Pero, si echamos la vista atrás, creo que todos podremos reconocer que en la filmografía de Tom Cruise hay muchísimos más aciertos que errores. Y empezando durante los años ochenta, cuando el actor se consagró como uno de los principales ídolos de las quinceañeras, que forraban sus carpetas con el rostro del menudo actor (no llega al 1,70 de altura): «Top Gun«, «Rebeldes«, «Legend«, «Cocktail«,… o «Risky Business«, por la que Tom Cruise fue nominado a un Globo de Oro en la categoría de mejor actor de comedia.

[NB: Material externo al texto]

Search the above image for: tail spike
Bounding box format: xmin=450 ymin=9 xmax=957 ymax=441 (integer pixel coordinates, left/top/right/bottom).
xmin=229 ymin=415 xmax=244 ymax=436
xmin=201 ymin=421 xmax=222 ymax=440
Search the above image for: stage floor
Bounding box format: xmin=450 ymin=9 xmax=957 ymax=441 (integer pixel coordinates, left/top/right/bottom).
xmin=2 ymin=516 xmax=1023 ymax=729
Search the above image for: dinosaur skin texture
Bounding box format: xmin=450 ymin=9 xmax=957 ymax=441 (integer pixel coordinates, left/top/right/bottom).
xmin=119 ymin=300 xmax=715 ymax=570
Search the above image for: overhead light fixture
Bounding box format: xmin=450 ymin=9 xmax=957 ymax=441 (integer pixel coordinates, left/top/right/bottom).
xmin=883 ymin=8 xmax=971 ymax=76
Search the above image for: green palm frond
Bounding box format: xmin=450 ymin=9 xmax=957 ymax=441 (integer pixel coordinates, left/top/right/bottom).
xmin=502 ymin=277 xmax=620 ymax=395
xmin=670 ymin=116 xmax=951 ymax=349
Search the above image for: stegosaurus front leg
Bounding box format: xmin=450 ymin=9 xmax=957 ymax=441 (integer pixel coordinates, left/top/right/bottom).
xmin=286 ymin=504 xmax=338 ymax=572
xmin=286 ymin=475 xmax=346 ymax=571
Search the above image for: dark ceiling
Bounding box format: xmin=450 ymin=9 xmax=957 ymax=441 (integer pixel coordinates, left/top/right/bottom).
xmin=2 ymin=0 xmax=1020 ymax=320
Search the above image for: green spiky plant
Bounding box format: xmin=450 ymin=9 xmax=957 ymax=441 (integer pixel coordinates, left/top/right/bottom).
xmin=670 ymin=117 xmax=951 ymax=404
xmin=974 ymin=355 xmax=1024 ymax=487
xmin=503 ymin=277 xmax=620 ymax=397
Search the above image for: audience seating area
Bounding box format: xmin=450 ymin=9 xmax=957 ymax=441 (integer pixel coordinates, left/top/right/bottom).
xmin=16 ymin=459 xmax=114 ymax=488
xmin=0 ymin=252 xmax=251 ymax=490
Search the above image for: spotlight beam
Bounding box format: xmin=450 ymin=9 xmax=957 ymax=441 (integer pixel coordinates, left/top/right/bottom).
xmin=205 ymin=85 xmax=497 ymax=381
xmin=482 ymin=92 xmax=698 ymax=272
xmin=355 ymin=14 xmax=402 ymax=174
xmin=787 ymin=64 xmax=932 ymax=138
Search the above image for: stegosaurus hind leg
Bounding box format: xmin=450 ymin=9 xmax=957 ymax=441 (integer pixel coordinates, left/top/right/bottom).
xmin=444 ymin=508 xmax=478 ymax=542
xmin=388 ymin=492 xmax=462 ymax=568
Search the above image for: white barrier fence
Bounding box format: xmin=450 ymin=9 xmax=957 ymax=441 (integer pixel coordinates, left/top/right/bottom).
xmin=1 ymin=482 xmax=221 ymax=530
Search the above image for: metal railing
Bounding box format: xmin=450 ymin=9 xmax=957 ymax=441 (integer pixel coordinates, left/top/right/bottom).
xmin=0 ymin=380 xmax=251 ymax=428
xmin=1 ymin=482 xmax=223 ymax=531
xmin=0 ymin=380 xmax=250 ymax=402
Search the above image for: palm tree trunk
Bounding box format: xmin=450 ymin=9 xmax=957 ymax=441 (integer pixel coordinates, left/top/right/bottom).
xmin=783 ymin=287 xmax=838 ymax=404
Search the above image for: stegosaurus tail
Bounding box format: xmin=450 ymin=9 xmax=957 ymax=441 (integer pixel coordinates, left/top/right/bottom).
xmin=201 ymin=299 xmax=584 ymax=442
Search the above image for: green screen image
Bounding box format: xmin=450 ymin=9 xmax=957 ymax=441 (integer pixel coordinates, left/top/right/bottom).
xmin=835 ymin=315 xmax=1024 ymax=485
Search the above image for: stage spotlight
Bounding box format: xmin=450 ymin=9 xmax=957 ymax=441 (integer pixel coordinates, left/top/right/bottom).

En «Risky Business«, una película de 1983 dirigida por Paul Brickman y protagonizada por Bronson Pinchot, Curtis Armstrong, Joe Pantoliano, Rebecca De Mornay, Richard Masur y Tom Cruise, nos contaron como Joel Goodson está considerado por todo el mundo como un chico perfecto y un hijo responsable. Sus padres lo adoran y confían en que llegue a convertirse en un importante ejecutivo. Pero Joel está cansado de ser modélico, y aburrido, y decide dar rienda suelta a su personalidad oculta. Aprovechando unas vacaciones que se toman sus padres, decide lanzarse a la aventura y cambiar su vida: durante las vacaciones de sus padres, convertirá su casa en un burdel.

«Risky Business» es un comedia adolescente que fue un poco más allá de los límites del género en su momento, y que ponía en jaque a la caduca moral de los EE.UU. durante el mandato del conservador Ronald Reagan, poniendo al sexo y a los ricos en el centro de la diana. Muchos quisieron ver en «Risky Business» lo que pudo ser «El Graduado» en los años sesenta, pero el tiempo la ha puesto en su lugar: un simple entretenimiento gamberro… con una buena banda sonora.

Cuarenta años después lo más recordado de la película es la escena en la que el personaje de Tom Cruise comienza a bailar en ropa interior en el salón de su casa al son de «Old time rock and roll«… y la espectacular y bellísima Rebecca De Mornay.